An elderly pastor in southern India has been found dead days after complaining to the police about a sum of money missing from his bank account.

Neighbours of Vunnam Daniel, 65, from Tenali Mandal village in the south-eastern state of Andhra Pradesh, alerted police after they heard his mobile phone constantly ringing without being answered. He was found dead on 24 April.

Vunnam Daniel's identity card (World Watch Monitor)
Vunnam Daniel’s identity card (World Watch Monitor)

Daniel was last seen on 21 April after meeting village heads.

Daniel’s daughter, Sarah, told World Watch Monitor that six days earlier, on 15 April, her father told her he had been robbed. “He did not reveal the amount. I thought it must be some three or four thousand rupees (c. US$50-75). I consoled my father and asked him to take care of himself,” she said.

“I didn’t know that I would come back to this village to see that my father had been killed.”

Daniel’s wife had been living with their daughter to help her with the children. “My father lived all by himself; he would go wherever he gets called to preach, share the gospel and was always at peace with everyone. This cruel world couldn’t stand him,” she said.

On Saturday (21 April) Daniel went to the police station to file a case against a person he accused of stealing his money. “The police said they would need a statement from the bank to register the case,” his cousin, Dharma Rao, said.

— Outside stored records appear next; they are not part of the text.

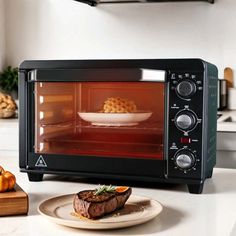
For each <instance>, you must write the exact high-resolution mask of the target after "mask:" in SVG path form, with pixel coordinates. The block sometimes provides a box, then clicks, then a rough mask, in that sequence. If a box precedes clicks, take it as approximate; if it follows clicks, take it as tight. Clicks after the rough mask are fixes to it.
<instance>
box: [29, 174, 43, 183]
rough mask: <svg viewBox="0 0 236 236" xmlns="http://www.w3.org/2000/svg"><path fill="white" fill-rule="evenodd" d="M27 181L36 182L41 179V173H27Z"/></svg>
mask: <svg viewBox="0 0 236 236" xmlns="http://www.w3.org/2000/svg"><path fill="white" fill-rule="evenodd" d="M27 174H28V178H29V181H32V182H38V181H42V180H43V174H38V173H27Z"/></svg>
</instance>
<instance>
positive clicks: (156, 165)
mask: <svg viewBox="0 0 236 236" xmlns="http://www.w3.org/2000/svg"><path fill="white" fill-rule="evenodd" d="M165 81H166V73H165V71H158V70H150V69H80V70H79V69H72V70H71V69H70V70H67V69H63V70H58V69H57V70H53V69H51V70H48V69H47V70H43V69H40V70H32V71H30V72H29V82H28V87H29V89H28V109H29V110H30V113H29V116H28V117H29V122H28V124H29V127H28V132H27V133H28V144H29V145H28V152H27V168H28V169H29V170H37V171H41V172H44V173H47V172H48V173H54V172H58V173H59V172H61V173H72V174H89V175H94V176H95V175H102V176H106V175H108V176H111V175H117V176H139V177H140V176H143V177H145V176H146V177H163V176H164V174H165V150H164V147H165V146H167V143H166V141H165V140H166V137H165V133H167V132H165V129H166V128H165V127H166V124H168V120H167V117H166V115H165V114H166V112H165V107H166V104H167V101H165V98H166V97H167V96H166V91H167V88H166V86H167V84H166V82H165Z"/></svg>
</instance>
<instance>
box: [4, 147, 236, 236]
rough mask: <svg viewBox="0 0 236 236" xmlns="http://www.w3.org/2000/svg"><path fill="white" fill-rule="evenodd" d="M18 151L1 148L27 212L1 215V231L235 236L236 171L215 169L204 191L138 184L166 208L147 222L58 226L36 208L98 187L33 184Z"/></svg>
mask: <svg viewBox="0 0 236 236" xmlns="http://www.w3.org/2000/svg"><path fill="white" fill-rule="evenodd" d="M17 156H18V155H17V152H0V165H2V166H3V167H5V168H6V169H8V170H10V171H12V172H13V173H15V174H16V177H17V182H18V184H19V185H20V186H21V187H22V188H23V189H24V190H25V191H26V192H27V193H28V195H29V207H30V209H29V214H28V216H12V217H0V235H1V236H8V235H9V236H12V235H14V236H15V235H19V236H20V235H22V236H23V235H24V236H28V235H32V236H37V235H40V236H42V235H43V236H52V235H57V236H60V235H63V236H65V235H150V236H151V235H160V236H162V235H165V236H166V235H170V236H176V235H181V236H185V235H191V236H195V235H196V236H205V235H206V236H235V235H236V170H235V169H219V168H215V169H214V175H213V179H210V180H207V181H206V182H205V186H204V191H203V194H201V195H193V194H189V193H188V192H187V188H186V186H168V187H165V188H163V187H162V188H160V189H151V188H150V189H146V188H140V187H139V188H133V193H134V194H136V195H143V196H147V197H151V198H153V199H156V200H158V201H159V202H161V203H162V204H163V206H164V210H163V212H162V213H161V214H160V215H159V216H158V217H156V218H155V219H154V220H152V221H150V222H148V223H145V224H143V225H139V226H134V227H131V228H126V229H119V230H109V231H89V230H79V229H72V228H67V227H64V226H60V225H56V224H54V223H52V222H50V221H48V220H47V219H45V218H44V217H42V216H41V215H39V213H38V212H37V207H38V205H39V203H40V202H41V201H43V200H45V199H47V198H50V197H53V196H57V195H63V194H68V193H75V192H78V191H80V190H82V189H88V188H94V186H93V185H92V184H86V183H79V182H76V181H75V180H74V181H72V180H71V179H69V178H66V177H62V176H61V177H58V176H52V175H45V177H44V181H42V182H29V181H28V178H27V175H26V174H25V173H20V172H19V169H18V157H17Z"/></svg>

The branch manager of Andhra Bank in Kolakuluru, where Daniel held his account, told Andhra Pradesh newspaper Sakshi that Daniel came to him complaining about missing money. The bank manager said he issued Daniel with a statement of his account and asked him to return on Tuesday morning (24 April) with a copy of the First Information Report (FIR) he had filed with police on 21 April.

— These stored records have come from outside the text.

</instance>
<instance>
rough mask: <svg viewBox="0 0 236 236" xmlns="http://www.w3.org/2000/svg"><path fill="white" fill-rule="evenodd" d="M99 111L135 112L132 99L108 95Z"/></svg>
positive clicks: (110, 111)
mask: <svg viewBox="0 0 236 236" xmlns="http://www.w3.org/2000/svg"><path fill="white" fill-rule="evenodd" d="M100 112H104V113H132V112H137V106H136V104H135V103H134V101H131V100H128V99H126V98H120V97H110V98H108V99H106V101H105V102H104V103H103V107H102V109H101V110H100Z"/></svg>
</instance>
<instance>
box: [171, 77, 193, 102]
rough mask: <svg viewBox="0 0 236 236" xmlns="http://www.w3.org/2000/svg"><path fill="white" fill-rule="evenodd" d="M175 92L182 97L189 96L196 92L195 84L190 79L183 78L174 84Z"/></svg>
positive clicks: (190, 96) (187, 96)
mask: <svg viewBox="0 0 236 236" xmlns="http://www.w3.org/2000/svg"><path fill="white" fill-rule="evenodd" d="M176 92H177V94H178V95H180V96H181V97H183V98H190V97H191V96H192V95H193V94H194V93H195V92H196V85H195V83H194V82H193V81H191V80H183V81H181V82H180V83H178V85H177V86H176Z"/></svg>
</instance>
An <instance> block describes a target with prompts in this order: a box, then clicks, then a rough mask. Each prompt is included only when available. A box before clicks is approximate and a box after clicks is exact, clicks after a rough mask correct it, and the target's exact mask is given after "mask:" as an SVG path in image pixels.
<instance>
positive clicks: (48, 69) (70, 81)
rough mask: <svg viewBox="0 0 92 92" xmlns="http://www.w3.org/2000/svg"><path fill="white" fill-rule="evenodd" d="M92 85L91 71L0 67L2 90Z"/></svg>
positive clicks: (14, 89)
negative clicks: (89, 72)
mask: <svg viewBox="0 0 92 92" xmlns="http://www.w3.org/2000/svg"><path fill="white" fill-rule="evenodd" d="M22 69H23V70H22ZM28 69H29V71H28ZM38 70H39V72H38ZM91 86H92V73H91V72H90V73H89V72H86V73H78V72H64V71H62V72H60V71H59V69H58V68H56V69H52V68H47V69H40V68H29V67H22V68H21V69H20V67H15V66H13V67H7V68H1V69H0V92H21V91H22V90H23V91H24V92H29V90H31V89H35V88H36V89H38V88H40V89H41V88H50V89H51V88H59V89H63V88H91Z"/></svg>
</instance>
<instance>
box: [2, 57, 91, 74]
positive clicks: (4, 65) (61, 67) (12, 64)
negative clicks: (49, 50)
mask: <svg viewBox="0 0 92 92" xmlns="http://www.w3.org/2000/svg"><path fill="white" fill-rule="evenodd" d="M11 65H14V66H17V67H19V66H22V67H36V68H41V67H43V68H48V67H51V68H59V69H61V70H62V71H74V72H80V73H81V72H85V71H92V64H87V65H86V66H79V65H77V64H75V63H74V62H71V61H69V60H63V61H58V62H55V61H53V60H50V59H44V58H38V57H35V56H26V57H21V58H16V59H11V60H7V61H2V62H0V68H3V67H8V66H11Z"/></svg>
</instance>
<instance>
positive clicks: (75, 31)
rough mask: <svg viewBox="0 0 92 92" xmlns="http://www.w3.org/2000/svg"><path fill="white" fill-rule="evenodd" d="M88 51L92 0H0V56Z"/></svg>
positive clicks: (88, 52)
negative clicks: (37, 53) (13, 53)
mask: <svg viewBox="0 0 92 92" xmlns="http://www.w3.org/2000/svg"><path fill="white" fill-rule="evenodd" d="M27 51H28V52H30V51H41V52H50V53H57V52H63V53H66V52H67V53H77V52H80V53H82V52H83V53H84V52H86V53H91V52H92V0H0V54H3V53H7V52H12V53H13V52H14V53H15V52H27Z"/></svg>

Dharma Rao told World Watch Monitor that Daniel sold some agricultural land three years ago, which should have brought in at least 800,000 rupees (c. US$12,000). Daniel deposited 600,000 rupees (c.US$9,000) in the bank for his grandchildren, and cleared past debts with the remaining amount, believing he could then just survive on his old-age pension, which he was in the process of applying for, Rao said.

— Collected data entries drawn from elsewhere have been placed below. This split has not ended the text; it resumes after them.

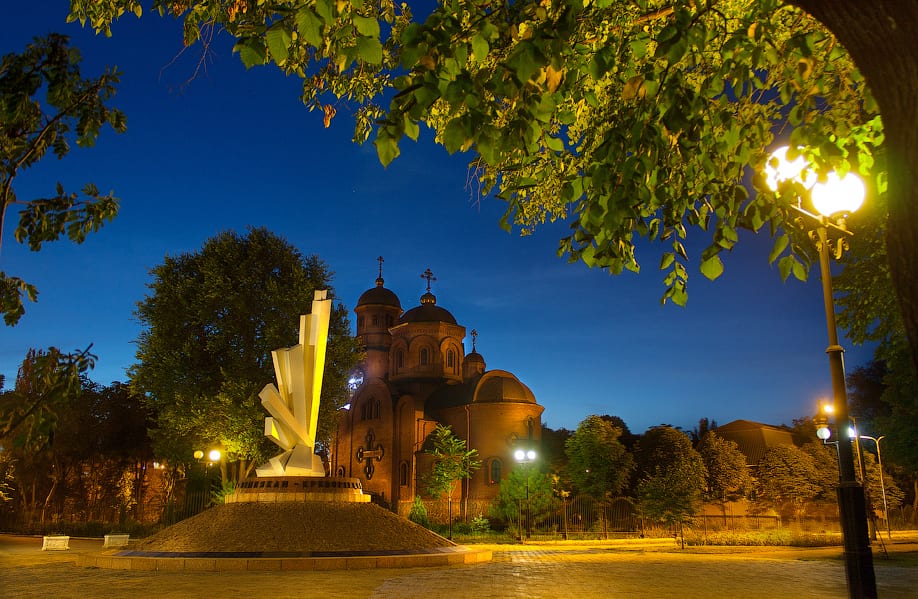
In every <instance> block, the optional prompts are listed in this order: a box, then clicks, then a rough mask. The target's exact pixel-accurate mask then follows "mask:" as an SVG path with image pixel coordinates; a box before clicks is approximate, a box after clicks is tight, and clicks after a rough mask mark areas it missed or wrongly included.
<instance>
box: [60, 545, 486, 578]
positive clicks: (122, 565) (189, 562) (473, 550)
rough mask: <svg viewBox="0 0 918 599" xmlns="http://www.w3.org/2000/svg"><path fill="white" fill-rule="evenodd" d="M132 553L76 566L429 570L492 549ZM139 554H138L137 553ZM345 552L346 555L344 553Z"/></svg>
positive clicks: (214, 568) (143, 567)
mask: <svg viewBox="0 0 918 599" xmlns="http://www.w3.org/2000/svg"><path fill="white" fill-rule="evenodd" d="M131 553H132V552H129V551H128V552H119V553H116V554H111V553H108V554H106V553H90V554H84V555H80V556H79V557H78V558H77V562H76V563H77V565H78V566H83V567H88V568H106V569H110V570H146V571H161V570H162V571H190V572H225V571H257V572H265V571H284V570H299V571H317V572H318V571H328V570H366V569H372V568H427V567H436V566H459V565H468V564H479V563H484V562H490V561H491V559H492V552H491V551H490V550H480V549H469V548H467V547H457V548H455V549H452V548H451V549H450V550H449V551H441V552H438V553H419V554H402V555H341V556H331V557H233V554H231V553H228V554H226V557H220V556H207V557H186V556H183V555H182V554H179V553H177V554H175V556H171V557H170V556H163V555H161V554H157V555H156V556H138V555H130V554H131ZM134 553H136V552H134ZM342 553H344V552H342ZM123 554H128V555H123Z"/></svg>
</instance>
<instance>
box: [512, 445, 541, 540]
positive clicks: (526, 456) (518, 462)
mask: <svg viewBox="0 0 918 599" xmlns="http://www.w3.org/2000/svg"><path fill="white" fill-rule="evenodd" d="M513 458H514V459H515V460H516V461H517V463H519V464H531V463H532V462H534V461H535V459H536V452H535V450H534V449H525V450H524V449H517V450H516V451H515V452H513ZM531 537H532V513H531V512H530V509H529V469H528V468H527V469H526V538H527V539H529V538H531Z"/></svg>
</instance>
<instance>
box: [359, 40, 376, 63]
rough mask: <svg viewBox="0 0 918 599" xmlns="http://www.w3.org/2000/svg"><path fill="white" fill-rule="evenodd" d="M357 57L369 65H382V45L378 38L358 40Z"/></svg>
mask: <svg viewBox="0 0 918 599" xmlns="http://www.w3.org/2000/svg"><path fill="white" fill-rule="evenodd" d="M357 55H358V56H359V57H360V60H362V61H364V62H366V63H368V64H382V44H381V43H380V42H379V40H378V39H376V38H372V37H363V36H360V37H358V38H357Z"/></svg>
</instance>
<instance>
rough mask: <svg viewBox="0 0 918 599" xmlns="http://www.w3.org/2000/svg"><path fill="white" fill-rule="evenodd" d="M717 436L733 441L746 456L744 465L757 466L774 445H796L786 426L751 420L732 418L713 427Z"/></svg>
mask: <svg viewBox="0 0 918 599" xmlns="http://www.w3.org/2000/svg"><path fill="white" fill-rule="evenodd" d="M714 432H715V433H717V435H718V436H720V437H722V438H723V439H726V440H728V441H733V442H735V443H736V444H737V445H738V446H739V450H740V451H741V452H743V455H745V456H746V465H748V466H758V465H759V462H761V461H762V458H763V457H764V456H765V452H766V451H768V450H769V449H771V448H772V447H775V446H776V445H798V443H797V442H796V440H795V438H794V433H793V431H792V430H791V429H789V428H787V427H786V426H772V425H770V424H762V423H761V422H753V421H751V420H734V421H733V422H728V423H727V424H725V425H723V426H719V427H717V428H715V429H714Z"/></svg>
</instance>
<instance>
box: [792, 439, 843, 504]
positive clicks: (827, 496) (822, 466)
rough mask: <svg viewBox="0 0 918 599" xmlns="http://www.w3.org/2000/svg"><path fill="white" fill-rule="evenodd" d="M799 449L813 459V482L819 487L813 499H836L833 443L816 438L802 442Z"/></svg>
mask: <svg viewBox="0 0 918 599" xmlns="http://www.w3.org/2000/svg"><path fill="white" fill-rule="evenodd" d="M800 450H801V451H803V452H804V453H805V454H807V455H808V456H810V458H811V459H812V460H813V467H814V474H813V482H814V483H816V486H817V487H818V488H819V491H818V492H817V494H816V496H815V497H814V499H820V500H822V501H827V502H835V501H837V500H838V495H837V491H836V489H837V488H838V450H837V449H836V448H835V446H834V445H831V446H830V445H826V444H824V443H823V442H822V441H818V440H813V441H810V442H809V443H805V444H803V445H802V446H801V447H800Z"/></svg>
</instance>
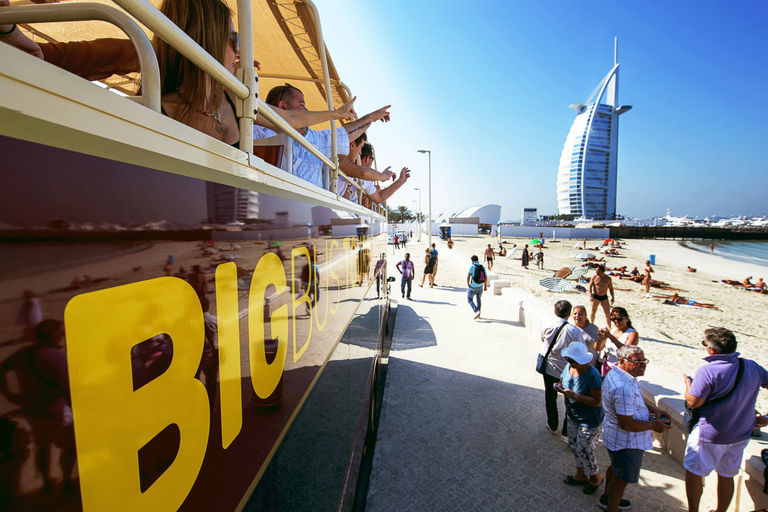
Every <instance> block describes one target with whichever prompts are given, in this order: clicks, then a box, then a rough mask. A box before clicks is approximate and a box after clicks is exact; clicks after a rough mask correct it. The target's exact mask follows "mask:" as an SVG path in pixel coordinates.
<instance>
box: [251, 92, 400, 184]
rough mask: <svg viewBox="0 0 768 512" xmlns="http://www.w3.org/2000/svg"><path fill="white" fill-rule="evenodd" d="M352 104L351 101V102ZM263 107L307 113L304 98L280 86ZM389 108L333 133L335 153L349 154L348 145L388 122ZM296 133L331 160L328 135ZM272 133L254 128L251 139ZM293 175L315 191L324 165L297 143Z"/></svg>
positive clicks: (330, 148)
mask: <svg viewBox="0 0 768 512" xmlns="http://www.w3.org/2000/svg"><path fill="white" fill-rule="evenodd" d="M353 101H354V99H353ZM266 103H267V104H269V105H271V106H273V107H278V108H281V109H283V110H288V111H290V110H304V111H306V110H307V107H306V105H305V102H304V94H303V93H302V92H301V91H300V90H299V89H297V88H296V87H294V86H292V85H291V84H288V83H287V84H285V85H279V86H277V87H273V88H272V90H271V91H269V94H268V95H267V99H266ZM389 107H390V106H389V105H387V106H386V107H384V108H380V109H379V110H376V111H374V112H371V113H370V114H367V115H365V116H363V117H361V118H360V119H358V120H356V121H352V122H351V123H347V124H345V125H344V126H342V127H341V128H337V129H336V146H337V147H336V153H337V154H338V155H346V154H348V153H349V141H350V138H351V139H352V140H354V139H356V138H358V137H359V136H360V135H362V134H363V133H365V131H366V130H367V129H368V127H369V126H370V125H371V123H373V122H375V121H378V120H380V119H383V120H384V121H385V122H386V121H389V112H388V109H389ZM298 131H299V133H301V134H302V135H304V137H305V138H306V139H307V141H309V142H310V143H311V144H312V145H313V146H315V147H316V148H317V149H318V150H319V151H320V152H321V153H323V154H324V155H325V156H326V157H328V158H330V157H331V153H332V151H333V148H332V147H331V131H330V130H328V129H326V130H312V129H311V128H308V127H306V126H305V127H303V128H299V130H298ZM273 135H275V132H273V131H272V130H270V129H268V128H263V127H260V126H254V127H253V138H254V139H263V138H267V137H272V136H273ZM293 174H294V175H295V176H298V177H299V178H301V179H303V180H306V181H308V182H310V183H312V184H314V185H317V186H318V187H322V186H323V163H322V162H321V161H320V160H319V159H318V158H317V157H315V156H314V155H313V154H312V153H310V152H309V151H307V150H306V149H304V147H303V146H301V145H300V144H299V143H298V142H294V143H293Z"/></svg>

World Watch Monitor spoke to villagers who knew Daniel. They said they believed he was taken advantage of because of his status as a Dalit. “They [the police] get bought for money easily. We challenge them by asking: ‘Why has this happened to pastor Daniel alone?’ Because he comes from the lower strata of society, and he is a good Christian whose voice they can ignore, and rob him of his money. They can enjoy his money and kill him brutally. This is what you get if you are a Dalit and a Christian in this country,” said one of the villagers, who did not wish to be named.

When asked if Daniel had approached the police for help and to complain about the robbery and threats to his life, Police Inspector Chinna Mallaiah said: “No, he never came to us.” When asked if a robbery had taken place, he said the police had taken statements from villagers. The inspector did not reveal the names of any suspects in connection with the murder. However, he did say that police had charged unknown persons under the Indian Penal Code sections 420 (cheating, in relation to property) and 302 (murder).

Asked about the post-mortem, Inspector Mallaiah said: “It might take a month for the post-mortem report to be issued.”

Daniel’s fellow villagers have complained that Inspector Mallaiah is not the right person to be investigating the case. They submitted a plea to a Deputy Superintendent of Police, saying the inspector had refused to accept the pastor’s complaint, and that they were concerned about his ability to conduct a fair investigation.

“I have no strength to fight back. My father never did any injustice to anyone. They took advantage of his innocence,” his daughter Sarah said.